Он без обычной своей горячности внимал тому, как с ним всё меньше считаются при дворе. Раскрыл плутовство иностранных купцов и таможенных чиновников, кои за взятки в десять раз снижали государственные пошлины, думал принести пользу империи и подал рапорт как сенату, так и императрице. И что же? Хладнокровно о том замолчали. А вскоре призван был именем государыни в дом генерал-прокурора Самойлова, который объявил ему, что её величеству угодно, дабы он не занимался и не отправлял должности президента коммерц-коллегии, а лишь считался бы оным, ни во что не вмешиваясь. Державин требовал о том письменного указа, но ему и в том было отказано.

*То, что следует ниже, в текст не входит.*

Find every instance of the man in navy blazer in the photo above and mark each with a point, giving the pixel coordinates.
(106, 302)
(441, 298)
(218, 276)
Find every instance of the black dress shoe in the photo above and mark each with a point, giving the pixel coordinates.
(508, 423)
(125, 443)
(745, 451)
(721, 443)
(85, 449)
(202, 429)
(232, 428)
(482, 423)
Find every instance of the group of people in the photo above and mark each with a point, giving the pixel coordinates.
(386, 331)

Решился тогда он подать в отставку. Приехав в Царское Село, адресовался с тем письмом к Зубову, просил Безбородко, Попова, Храповицкого, Трощинского. Но никто оного не принял, говоря, что не смеют. Тогда убедил он просьбою камердинера Ивана Михайловича Тюльпина, который был самый честнейший человек и ему благоприятен. Тот отнёс письмо императрице.
Через час времени Державин пошёл в комнату Зубова наведаться, какой успех письмо его имело, и нашёл фаворита бледным и смущённым. Сколько его ни вопрошал, тот ничего не говорил ему. Наконец за тайну Тюльпин открыл Державину, что императрица по прочтении его письма чрезвычайно разгневалась и ей сделалось очень дурно. Поскакали в Питербурх за каплями, за лучшими докторами, хотя и были тут дежурные лекари.
Державин, услыша сие, не дожидаясь резолюции, потихоньку уехал в Питербурх и равнодушно ожидал решения своей судьбы.
...Он сидел в своём кабинете, ровно окаменелый. Кондратий участливо глядел на него, не зная, как к нему подступиться. Сколько можно себя мучить — чирьи вырезывает, а болячки вставляет.
— Был семьянин, а стал чуж чуженин... — сказал наконец сам себе Державин.
— Что ж, батюшка, Гаврила Романович, надо как-то жить... — решился поддержать разговор Кондратий. — А одному хорошо только пауку...
Державин благодарно посмотрел на слугу.
— Что делать! Остаётся, верно, плакать и кончать век в унынии... — тихо проговорил он, утирая слезу.